Research article

DETECTION OF DEFORESTATION CHANGE IN SAR IMAGES USING LOCAL FEATURES

Gayatri Mirajkar

Online First: May 17, 2021


To recognize deforestation utilizing Earth Observation (EO) information, generally utilized techniques depend on the identification of fleeting changes in the EO estimations inside the deforested patches. In this paper, we present another mark of deforestation got from manufactured gap radar (SAR) pictures, which depends on a mathematical curio that seems when deforestation occurs, as a shadow at the boundary of the deforested area.

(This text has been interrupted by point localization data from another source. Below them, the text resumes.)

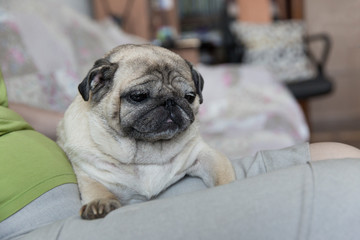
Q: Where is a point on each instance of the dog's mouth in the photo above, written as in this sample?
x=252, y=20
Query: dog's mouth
x=161, y=123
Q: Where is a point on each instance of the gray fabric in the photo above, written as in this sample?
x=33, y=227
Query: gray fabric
x=317, y=200
x=57, y=204
x=262, y=162
x=244, y=167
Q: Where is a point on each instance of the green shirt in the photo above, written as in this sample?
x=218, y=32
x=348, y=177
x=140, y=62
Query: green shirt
x=30, y=163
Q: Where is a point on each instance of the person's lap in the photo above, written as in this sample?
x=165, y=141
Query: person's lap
x=316, y=200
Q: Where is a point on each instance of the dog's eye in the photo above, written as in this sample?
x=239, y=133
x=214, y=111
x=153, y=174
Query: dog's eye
x=138, y=96
x=190, y=97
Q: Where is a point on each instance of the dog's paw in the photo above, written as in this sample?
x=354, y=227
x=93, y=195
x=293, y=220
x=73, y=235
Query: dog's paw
x=99, y=208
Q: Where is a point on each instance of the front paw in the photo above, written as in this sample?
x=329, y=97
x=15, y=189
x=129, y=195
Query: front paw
x=99, y=208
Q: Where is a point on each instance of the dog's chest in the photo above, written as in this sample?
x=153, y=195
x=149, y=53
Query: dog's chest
x=141, y=182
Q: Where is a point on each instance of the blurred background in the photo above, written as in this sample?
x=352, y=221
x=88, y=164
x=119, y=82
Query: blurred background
x=310, y=47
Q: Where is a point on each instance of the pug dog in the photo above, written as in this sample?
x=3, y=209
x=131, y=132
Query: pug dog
x=133, y=130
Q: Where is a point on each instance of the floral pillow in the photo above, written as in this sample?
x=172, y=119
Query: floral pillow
x=277, y=46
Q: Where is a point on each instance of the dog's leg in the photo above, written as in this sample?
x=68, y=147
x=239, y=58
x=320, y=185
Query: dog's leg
x=99, y=201
x=212, y=167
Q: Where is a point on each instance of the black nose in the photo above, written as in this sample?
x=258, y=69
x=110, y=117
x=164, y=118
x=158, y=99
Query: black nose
x=169, y=103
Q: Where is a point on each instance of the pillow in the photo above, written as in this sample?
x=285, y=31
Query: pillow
x=277, y=46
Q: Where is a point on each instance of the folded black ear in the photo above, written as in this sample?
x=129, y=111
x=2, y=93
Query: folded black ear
x=198, y=80
x=98, y=80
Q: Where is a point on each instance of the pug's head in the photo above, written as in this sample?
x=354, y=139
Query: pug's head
x=143, y=92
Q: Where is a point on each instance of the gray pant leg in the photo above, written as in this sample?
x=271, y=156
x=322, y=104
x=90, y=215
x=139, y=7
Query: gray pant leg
x=56, y=204
x=311, y=201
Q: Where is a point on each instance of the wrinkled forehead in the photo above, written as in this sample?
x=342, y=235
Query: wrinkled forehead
x=144, y=60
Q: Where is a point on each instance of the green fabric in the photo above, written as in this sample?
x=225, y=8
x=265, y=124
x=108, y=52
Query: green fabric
x=3, y=96
x=30, y=163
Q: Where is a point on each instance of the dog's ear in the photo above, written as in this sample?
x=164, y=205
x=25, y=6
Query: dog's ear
x=198, y=80
x=99, y=76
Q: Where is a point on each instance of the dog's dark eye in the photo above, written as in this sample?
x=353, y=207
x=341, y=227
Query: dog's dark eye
x=190, y=97
x=138, y=96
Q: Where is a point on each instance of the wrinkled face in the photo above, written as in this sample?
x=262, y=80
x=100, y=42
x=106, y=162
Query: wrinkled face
x=154, y=93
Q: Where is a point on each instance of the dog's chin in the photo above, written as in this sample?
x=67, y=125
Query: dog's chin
x=165, y=130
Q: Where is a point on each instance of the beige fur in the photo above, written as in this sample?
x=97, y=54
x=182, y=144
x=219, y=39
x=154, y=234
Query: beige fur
x=114, y=169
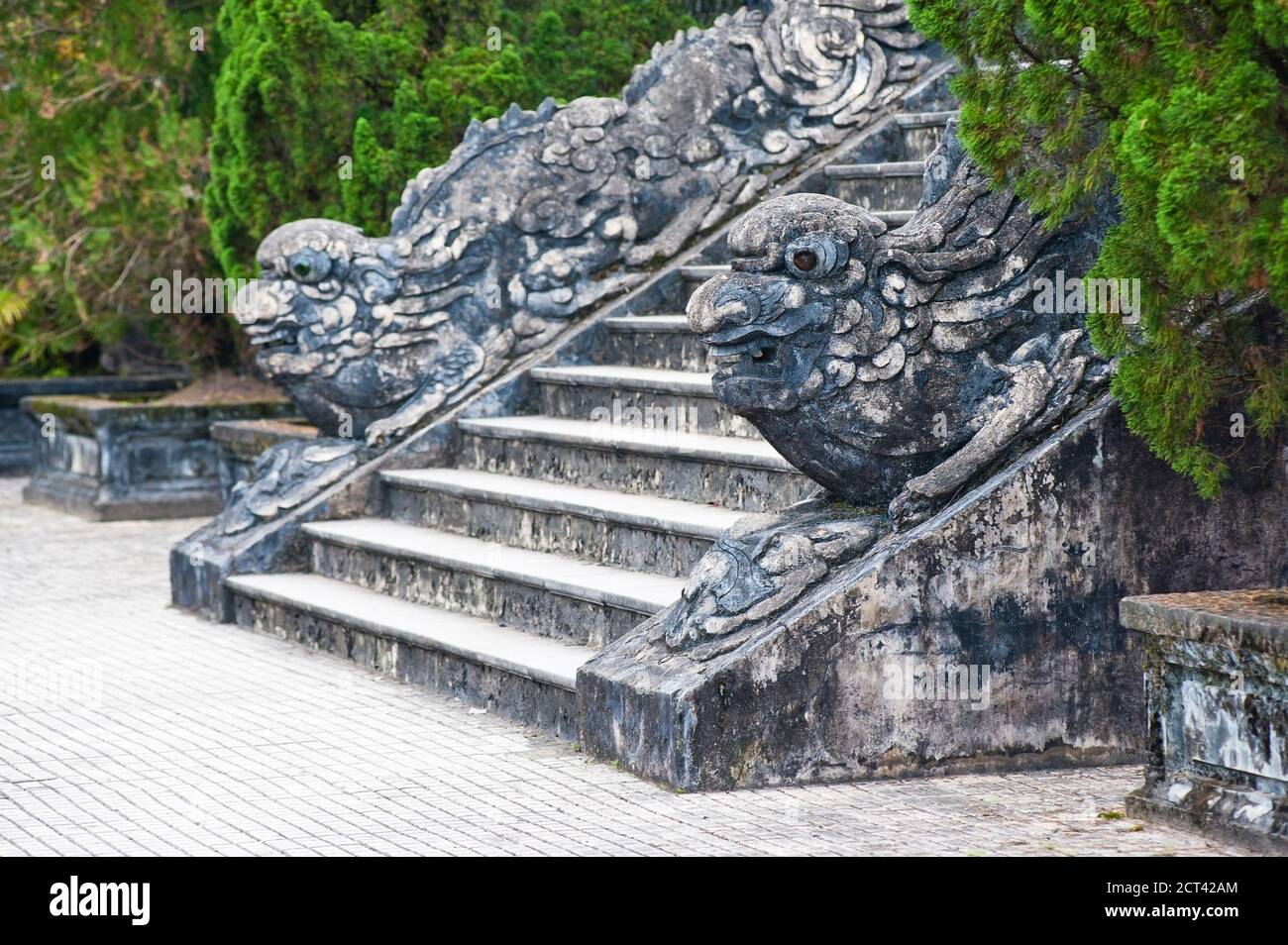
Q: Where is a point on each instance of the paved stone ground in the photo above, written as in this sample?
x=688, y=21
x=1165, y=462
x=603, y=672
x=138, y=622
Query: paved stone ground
x=130, y=727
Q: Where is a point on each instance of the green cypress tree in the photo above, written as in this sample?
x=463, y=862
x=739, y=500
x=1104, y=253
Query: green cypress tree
x=1183, y=108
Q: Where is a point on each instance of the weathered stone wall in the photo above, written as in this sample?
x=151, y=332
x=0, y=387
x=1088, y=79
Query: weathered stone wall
x=115, y=460
x=1020, y=576
x=1218, y=699
x=16, y=429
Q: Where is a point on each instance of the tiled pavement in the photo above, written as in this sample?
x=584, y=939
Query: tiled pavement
x=130, y=727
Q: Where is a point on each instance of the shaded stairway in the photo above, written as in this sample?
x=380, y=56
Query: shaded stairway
x=557, y=532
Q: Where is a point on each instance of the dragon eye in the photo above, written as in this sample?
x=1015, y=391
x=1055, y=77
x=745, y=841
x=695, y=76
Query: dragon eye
x=308, y=264
x=804, y=261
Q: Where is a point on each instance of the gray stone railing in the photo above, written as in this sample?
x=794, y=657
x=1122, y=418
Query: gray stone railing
x=539, y=215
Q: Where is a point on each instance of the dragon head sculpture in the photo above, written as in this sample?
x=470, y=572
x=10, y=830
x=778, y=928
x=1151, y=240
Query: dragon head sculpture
x=537, y=215
x=893, y=366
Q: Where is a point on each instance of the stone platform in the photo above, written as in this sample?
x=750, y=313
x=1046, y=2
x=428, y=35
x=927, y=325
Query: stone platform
x=1218, y=689
x=130, y=727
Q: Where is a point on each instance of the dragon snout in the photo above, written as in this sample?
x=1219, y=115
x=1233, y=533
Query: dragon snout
x=721, y=303
x=257, y=303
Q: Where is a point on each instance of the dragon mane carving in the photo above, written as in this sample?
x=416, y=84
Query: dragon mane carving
x=539, y=215
x=894, y=368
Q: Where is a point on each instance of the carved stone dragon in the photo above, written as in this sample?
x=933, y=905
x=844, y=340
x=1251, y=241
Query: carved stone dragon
x=539, y=215
x=894, y=368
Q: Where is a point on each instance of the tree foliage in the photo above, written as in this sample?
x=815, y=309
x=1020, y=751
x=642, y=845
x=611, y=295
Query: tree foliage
x=1183, y=108
x=327, y=110
x=103, y=116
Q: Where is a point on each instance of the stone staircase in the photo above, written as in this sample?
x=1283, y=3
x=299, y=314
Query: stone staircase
x=557, y=532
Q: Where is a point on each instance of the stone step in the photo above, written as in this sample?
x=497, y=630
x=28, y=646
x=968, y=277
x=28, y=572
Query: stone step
x=926, y=119
x=880, y=170
x=540, y=592
x=700, y=273
x=653, y=398
x=888, y=185
x=730, y=472
x=894, y=218
x=655, y=342
x=922, y=132
x=662, y=536
x=515, y=675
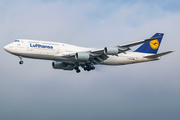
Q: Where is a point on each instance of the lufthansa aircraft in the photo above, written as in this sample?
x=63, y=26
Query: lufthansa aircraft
x=70, y=57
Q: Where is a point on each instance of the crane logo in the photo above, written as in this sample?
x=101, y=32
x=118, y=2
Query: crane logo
x=154, y=44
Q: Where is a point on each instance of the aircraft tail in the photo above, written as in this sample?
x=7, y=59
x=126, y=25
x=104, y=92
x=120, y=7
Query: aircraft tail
x=151, y=46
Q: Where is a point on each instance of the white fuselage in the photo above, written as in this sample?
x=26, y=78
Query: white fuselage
x=52, y=50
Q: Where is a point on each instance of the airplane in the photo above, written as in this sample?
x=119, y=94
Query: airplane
x=70, y=57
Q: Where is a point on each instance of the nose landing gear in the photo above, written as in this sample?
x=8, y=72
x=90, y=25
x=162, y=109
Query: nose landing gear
x=77, y=69
x=20, y=62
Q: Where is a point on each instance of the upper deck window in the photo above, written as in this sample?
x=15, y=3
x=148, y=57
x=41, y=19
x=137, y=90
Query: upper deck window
x=16, y=41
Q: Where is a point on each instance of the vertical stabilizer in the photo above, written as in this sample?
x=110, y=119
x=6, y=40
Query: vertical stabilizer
x=151, y=46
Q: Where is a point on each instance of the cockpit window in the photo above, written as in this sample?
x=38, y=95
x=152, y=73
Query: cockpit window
x=16, y=41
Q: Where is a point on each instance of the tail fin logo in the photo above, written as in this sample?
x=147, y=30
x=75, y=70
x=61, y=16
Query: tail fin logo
x=154, y=44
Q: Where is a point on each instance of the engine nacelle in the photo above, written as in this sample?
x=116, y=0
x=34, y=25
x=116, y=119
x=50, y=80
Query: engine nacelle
x=58, y=65
x=69, y=67
x=111, y=50
x=82, y=56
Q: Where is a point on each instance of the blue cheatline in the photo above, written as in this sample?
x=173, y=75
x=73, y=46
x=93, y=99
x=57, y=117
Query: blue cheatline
x=151, y=46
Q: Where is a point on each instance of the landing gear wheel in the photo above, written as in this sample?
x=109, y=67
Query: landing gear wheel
x=21, y=62
x=78, y=71
x=92, y=68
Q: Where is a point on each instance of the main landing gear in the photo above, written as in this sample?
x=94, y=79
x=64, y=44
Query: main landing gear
x=20, y=62
x=89, y=68
x=86, y=67
x=77, y=69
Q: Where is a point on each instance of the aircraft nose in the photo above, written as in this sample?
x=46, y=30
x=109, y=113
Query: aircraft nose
x=6, y=48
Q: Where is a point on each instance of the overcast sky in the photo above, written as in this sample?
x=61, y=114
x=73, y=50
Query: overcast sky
x=35, y=91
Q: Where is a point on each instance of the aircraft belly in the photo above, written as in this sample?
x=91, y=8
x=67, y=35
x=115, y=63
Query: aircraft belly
x=117, y=60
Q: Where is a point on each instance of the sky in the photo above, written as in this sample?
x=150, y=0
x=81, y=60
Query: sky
x=35, y=91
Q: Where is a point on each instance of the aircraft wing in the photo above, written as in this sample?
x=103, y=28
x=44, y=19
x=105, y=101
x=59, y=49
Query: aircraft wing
x=99, y=55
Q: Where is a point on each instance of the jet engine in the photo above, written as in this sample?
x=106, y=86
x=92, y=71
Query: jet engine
x=61, y=65
x=82, y=56
x=111, y=50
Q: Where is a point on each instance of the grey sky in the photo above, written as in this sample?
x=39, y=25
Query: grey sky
x=133, y=92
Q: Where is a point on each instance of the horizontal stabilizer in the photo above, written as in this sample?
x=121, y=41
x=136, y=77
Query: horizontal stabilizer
x=158, y=55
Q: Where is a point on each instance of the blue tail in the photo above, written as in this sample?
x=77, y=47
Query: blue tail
x=152, y=46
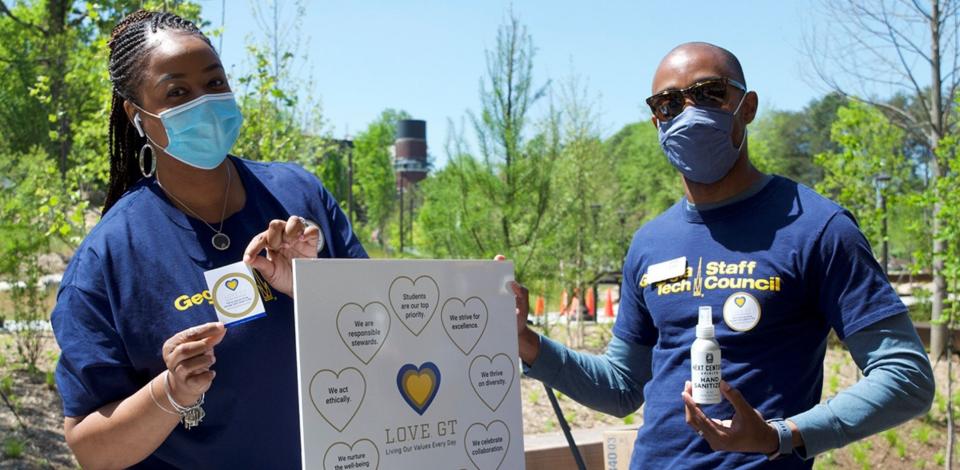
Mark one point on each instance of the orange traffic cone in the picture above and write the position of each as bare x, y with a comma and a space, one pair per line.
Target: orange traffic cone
591, 303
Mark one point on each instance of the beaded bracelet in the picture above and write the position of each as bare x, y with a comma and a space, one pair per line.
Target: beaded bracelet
191, 415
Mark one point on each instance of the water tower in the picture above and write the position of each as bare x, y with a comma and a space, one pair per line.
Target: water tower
410, 164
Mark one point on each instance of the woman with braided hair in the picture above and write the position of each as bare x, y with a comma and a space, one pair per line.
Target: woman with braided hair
134, 321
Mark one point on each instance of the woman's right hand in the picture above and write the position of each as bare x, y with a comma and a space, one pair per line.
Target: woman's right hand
529, 340
189, 356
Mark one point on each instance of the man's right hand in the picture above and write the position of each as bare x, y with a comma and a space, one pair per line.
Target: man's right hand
529, 340
189, 356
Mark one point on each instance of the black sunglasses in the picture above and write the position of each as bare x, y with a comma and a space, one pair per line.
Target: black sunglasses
711, 93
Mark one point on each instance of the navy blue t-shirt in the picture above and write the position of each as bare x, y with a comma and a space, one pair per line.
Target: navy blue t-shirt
137, 280
783, 266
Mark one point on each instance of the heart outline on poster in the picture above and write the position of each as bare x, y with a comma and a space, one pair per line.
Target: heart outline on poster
413, 283
506, 391
486, 428
350, 447
363, 311
444, 319
417, 391
337, 376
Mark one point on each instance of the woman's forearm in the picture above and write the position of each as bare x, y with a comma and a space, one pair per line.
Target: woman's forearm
122, 433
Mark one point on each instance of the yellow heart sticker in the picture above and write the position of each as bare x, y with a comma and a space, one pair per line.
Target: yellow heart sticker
419, 385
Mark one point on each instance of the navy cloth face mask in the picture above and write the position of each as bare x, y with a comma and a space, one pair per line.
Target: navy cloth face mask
697, 142
201, 132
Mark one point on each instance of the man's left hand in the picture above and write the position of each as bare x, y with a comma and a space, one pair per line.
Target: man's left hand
746, 431
283, 241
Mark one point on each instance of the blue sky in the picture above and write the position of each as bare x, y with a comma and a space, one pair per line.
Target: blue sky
427, 57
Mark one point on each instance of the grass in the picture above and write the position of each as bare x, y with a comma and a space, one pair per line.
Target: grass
892, 437
860, 452
922, 433
6, 305
834, 384
6, 385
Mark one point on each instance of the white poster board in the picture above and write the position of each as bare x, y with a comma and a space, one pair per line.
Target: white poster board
407, 365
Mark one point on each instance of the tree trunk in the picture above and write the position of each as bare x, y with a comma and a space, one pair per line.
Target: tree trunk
57, 47
938, 331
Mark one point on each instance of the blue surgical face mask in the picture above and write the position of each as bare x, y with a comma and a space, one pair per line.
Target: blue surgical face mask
697, 142
200, 132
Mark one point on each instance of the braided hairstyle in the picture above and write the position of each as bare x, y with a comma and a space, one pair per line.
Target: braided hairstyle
129, 49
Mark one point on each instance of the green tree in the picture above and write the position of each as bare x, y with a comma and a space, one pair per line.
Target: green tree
869, 145
374, 183
784, 142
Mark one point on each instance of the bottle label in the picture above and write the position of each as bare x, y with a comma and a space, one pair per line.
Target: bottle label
705, 376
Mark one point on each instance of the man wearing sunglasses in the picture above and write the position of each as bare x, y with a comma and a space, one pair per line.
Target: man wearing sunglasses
779, 265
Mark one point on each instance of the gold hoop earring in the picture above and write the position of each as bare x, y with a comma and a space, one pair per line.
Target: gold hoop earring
153, 161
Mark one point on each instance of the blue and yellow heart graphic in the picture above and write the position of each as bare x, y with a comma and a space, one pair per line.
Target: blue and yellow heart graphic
419, 385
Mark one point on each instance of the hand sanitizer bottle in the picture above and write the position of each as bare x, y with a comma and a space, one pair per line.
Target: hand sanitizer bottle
705, 361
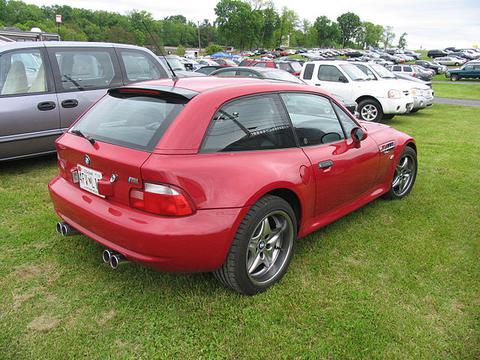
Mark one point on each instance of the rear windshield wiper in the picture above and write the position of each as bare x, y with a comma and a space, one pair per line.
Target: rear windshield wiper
79, 133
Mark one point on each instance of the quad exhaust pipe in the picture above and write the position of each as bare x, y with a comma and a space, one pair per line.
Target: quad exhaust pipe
65, 229
113, 258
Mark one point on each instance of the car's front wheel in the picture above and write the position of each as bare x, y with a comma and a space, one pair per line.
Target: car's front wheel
262, 248
404, 176
370, 110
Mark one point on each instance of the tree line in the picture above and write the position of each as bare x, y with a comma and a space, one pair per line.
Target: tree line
238, 23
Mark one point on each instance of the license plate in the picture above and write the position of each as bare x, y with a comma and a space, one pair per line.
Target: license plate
88, 179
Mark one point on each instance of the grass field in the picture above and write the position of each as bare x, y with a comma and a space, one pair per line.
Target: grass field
394, 280
457, 91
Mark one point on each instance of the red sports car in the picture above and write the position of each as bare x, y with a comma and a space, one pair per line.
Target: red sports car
221, 174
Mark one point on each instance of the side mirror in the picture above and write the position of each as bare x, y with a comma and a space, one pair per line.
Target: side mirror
358, 134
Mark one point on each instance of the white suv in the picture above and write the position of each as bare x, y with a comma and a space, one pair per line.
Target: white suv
376, 100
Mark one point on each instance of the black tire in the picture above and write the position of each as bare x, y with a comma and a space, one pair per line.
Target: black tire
234, 273
370, 104
396, 191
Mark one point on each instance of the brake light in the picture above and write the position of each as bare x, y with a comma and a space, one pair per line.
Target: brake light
161, 200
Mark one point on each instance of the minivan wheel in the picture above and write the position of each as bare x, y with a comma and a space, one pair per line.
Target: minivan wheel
404, 176
370, 110
262, 247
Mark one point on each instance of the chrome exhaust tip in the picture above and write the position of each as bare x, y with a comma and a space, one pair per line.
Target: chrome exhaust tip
107, 255
64, 229
115, 260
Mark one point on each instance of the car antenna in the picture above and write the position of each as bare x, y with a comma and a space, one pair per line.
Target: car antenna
159, 49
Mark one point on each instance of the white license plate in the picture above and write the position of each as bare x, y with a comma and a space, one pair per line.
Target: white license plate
88, 179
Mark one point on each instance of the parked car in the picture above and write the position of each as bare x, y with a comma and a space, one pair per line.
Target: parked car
436, 53
208, 69
422, 93
410, 70
263, 164
467, 71
450, 60
45, 86
376, 100
438, 68
274, 74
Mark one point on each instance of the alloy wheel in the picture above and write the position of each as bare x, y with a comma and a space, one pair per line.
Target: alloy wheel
269, 247
404, 175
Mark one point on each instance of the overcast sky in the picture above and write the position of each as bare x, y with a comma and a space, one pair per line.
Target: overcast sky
429, 23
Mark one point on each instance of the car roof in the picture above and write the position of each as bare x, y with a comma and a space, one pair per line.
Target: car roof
212, 83
36, 44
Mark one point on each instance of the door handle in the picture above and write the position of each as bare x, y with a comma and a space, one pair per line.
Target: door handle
325, 164
69, 103
46, 105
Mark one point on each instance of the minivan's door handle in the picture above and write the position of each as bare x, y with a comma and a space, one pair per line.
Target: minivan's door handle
46, 105
69, 103
325, 164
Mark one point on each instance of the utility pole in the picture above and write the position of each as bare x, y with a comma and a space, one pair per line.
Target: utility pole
198, 32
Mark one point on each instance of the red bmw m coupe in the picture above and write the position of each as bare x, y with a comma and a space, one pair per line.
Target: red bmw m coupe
221, 174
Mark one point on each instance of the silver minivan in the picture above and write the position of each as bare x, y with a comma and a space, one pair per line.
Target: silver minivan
45, 86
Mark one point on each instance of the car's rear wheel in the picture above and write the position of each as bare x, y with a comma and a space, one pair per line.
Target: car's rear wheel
404, 176
262, 248
370, 110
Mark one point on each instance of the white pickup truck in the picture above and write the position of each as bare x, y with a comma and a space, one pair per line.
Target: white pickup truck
376, 100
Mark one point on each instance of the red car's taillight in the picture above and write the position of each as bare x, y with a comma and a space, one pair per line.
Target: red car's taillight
161, 200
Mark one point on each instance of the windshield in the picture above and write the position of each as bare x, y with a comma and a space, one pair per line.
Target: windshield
282, 76
354, 72
383, 72
132, 120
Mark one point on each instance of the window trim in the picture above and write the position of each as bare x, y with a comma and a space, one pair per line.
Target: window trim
283, 112
48, 72
116, 80
125, 80
331, 101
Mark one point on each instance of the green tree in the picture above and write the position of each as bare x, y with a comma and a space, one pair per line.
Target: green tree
349, 25
387, 37
327, 32
402, 41
213, 48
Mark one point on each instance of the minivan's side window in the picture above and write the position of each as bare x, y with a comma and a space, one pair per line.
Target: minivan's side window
347, 122
308, 73
22, 72
250, 123
82, 69
329, 73
140, 66
313, 118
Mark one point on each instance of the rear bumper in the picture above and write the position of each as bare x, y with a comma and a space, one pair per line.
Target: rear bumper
198, 242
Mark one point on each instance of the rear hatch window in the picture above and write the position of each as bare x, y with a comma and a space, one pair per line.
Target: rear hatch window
131, 118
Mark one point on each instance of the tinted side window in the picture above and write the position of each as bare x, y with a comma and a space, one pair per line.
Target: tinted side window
347, 123
85, 69
140, 66
313, 118
252, 123
329, 73
308, 73
22, 72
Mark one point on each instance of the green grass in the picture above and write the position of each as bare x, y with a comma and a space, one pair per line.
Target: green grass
457, 91
394, 280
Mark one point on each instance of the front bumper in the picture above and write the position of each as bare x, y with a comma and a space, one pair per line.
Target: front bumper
397, 106
193, 243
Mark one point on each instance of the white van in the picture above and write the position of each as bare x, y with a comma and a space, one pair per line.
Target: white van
376, 100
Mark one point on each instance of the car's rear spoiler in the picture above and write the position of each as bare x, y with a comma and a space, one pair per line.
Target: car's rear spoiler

The circumstances for the presence of these shadows are investigated, too as the strategies that can be utilized to take advantage of them to distinguish deforestation. The methodology includes two stages: (1) location of new shadows; (2) remaking of the deforested fix around the shadows. The data from Sentinel-1 of 2014 has opened up valuable open doors for a likely application of this methodology in huge scope applications. A deforestation identification technique in view of this approach was tried in a 600,000 ha site in Peru. A recognition accuracy of over 95% is gotten for tests bigger than 0.4 ha, and the strategy was found to perform better compared to the optical-based UMD-GLAD Alerts GLAD Forest Alert dataset both with regards to spatial and transient identification. Further work expected to take advantage of this methodology at functional levels is also considered.

Keywords

Detection. Deforestation, Change, SAR Images, Local Features.